Brenna McCormick '24 spent her summer in the lab researching newly evolved genes in Drosophila.

As a student participating in the College’s Charles S. Weiss Summer Research Program, Brenna McCormick ‘24 spent eight weeks this summer working with Associate Professor of Biology Geoff Findlay to examine how a novel gene found in only a handful of fruit fly species has evolved to be a major player in fly reproduction. By understanding which genes are most essential for a fly’s reproductive ability, researchers are identifying potential targets of pesticides or genetic engineering to stop the spread of fly species that prey on fruit orchards. Her research builds off of the lab’s prior work, conducted with several Holy Cross students, that was supported with a grant from the National Science Foundation and published in the scientific journal Molecular Biology and Evolution in 2017.

Tell us about your summer research project.

My research this summer focuses on a gene called saturn in the fruit fly, Drosophila melanogaster. Our lab previously found that this gene is required for male fertility, but also that the gene is very young – it exists only in a few fruit fly species. I’m trying to figure out why the gene is important for sperm cell function, and I’m studying how the gene sequence has changed between the species of fly that have it.

Why do you think this area of research is interesting?

I was very intrigued by the genetics portions of my introductory biology classes at Holy Cross, and I felt like this lab would allow me to learn more and get hands-on experience researching in this area. I also liked the idea of getting experience working with fruit flies. I’ve already seen them used in a variety of papers I’ve read in my biology classes, so doing research with them allows me to expand my skills and better understand what I’m learning in class.

Without a properly functioning reproduction system, organisms are not able to survive and reproduce. Because of this, you might expect the genes involved in reproduction not to change very much from one species to the next. I thought it was surprising that a new gene could take on such an important role. It was also cool to work on a gene that no one outside of our lab has studied. 

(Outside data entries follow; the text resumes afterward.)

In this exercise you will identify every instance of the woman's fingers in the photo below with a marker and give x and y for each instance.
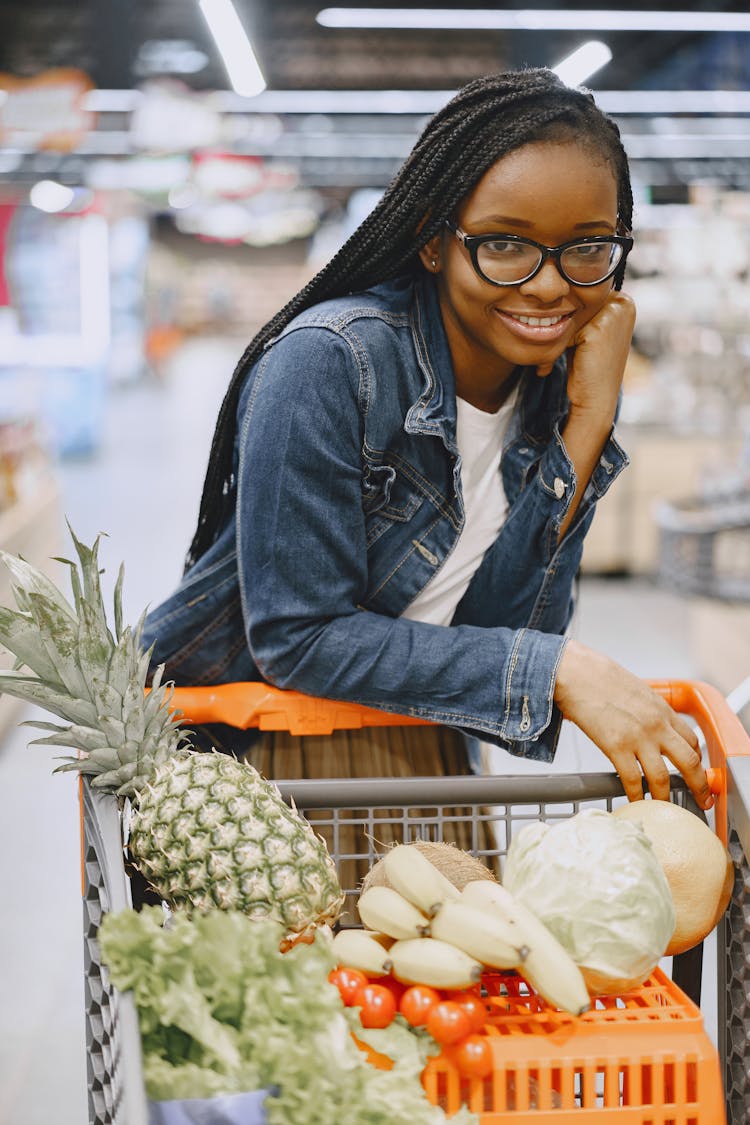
(631, 723)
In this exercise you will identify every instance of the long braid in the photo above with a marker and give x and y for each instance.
(487, 119)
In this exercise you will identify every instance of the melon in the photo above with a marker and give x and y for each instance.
(698, 867)
(459, 866)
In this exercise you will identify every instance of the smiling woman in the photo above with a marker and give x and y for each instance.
(410, 452)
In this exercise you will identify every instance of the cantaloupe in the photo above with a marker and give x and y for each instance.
(697, 866)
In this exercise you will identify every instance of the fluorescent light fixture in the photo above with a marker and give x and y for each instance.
(235, 47)
(583, 62)
(417, 101)
(50, 196)
(542, 19)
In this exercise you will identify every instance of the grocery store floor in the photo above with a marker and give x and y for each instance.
(141, 488)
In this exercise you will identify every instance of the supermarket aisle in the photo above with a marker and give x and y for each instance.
(142, 491)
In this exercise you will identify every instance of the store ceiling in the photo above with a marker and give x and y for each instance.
(122, 44)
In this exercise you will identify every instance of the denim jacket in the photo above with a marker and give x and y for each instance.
(348, 502)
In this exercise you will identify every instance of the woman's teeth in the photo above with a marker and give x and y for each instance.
(539, 322)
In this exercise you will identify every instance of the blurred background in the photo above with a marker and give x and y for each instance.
(171, 172)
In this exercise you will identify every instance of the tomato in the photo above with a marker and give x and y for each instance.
(473, 1006)
(348, 981)
(448, 1023)
(473, 1056)
(416, 1002)
(378, 1005)
(396, 987)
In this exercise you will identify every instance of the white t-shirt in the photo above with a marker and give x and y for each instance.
(479, 438)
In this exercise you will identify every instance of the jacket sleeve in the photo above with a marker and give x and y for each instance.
(303, 567)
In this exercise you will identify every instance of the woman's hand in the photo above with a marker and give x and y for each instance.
(596, 362)
(630, 722)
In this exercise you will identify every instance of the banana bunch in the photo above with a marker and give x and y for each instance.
(423, 930)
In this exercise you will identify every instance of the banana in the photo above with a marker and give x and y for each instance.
(484, 935)
(385, 909)
(427, 961)
(548, 966)
(355, 948)
(418, 880)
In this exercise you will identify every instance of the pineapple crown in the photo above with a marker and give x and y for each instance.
(70, 663)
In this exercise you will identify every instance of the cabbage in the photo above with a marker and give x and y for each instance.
(602, 891)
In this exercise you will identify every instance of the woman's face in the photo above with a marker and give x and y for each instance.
(549, 191)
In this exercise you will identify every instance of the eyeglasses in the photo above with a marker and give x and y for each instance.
(507, 259)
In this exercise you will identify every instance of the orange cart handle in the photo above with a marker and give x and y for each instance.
(259, 704)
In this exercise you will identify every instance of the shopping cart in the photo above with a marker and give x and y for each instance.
(644, 1055)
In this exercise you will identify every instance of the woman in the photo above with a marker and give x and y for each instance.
(410, 452)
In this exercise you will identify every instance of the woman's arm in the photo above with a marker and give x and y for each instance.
(596, 367)
(630, 722)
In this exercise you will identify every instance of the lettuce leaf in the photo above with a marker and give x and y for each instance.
(222, 1010)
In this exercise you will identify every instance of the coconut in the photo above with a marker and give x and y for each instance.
(698, 867)
(459, 866)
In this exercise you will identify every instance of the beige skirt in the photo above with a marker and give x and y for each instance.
(379, 752)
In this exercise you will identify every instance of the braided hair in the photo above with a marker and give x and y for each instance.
(488, 118)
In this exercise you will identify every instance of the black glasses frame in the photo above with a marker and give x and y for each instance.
(472, 242)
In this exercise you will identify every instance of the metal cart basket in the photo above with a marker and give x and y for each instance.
(644, 1055)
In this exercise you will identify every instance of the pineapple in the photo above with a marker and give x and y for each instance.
(206, 829)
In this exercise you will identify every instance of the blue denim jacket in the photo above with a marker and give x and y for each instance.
(348, 502)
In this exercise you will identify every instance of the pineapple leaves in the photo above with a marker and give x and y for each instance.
(48, 696)
(70, 664)
(19, 635)
(118, 602)
(27, 579)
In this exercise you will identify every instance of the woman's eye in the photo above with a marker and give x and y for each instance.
(500, 249)
(592, 250)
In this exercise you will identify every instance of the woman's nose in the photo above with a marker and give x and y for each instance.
(548, 285)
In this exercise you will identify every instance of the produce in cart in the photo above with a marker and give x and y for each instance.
(206, 829)
(223, 1010)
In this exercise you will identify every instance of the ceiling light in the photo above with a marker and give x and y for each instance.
(547, 19)
(236, 50)
(584, 62)
(51, 197)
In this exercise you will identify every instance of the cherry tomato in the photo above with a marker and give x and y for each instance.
(396, 987)
(416, 1002)
(473, 1006)
(473, 1056)
(349, 981)
(448, 1023)
(378, 1005)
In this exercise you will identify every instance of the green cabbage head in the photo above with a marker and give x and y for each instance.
(596, 883)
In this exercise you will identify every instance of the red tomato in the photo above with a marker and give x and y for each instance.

What should a person without a background in science know about this research?

McCormick: Our work in fruit flies has shown that newly evolved genes often come to function in reproduction in many species, including humans. Thus, learning how new genes become involved in reproduction in flies may offer clues into how they do so in other species. 

Findlay: Some of the genes we're studying are found in other species of fruit flies that are agricultural pests. By figuring out which genes are most essential for a fly’s reproductive ability, researchers are learning which genes could be targeted by pesticides to stop the spread of these problematic fly species.

Do you intend to continue with this research after the summer? If so, how? 

Yes, I intend to continue to work in this research lab going into the school year. My time here this summer has set me up to be able to work more independently during my free time through the academic year as I have been introduced to many different procedures and techniques that I will need in the future to continue this work.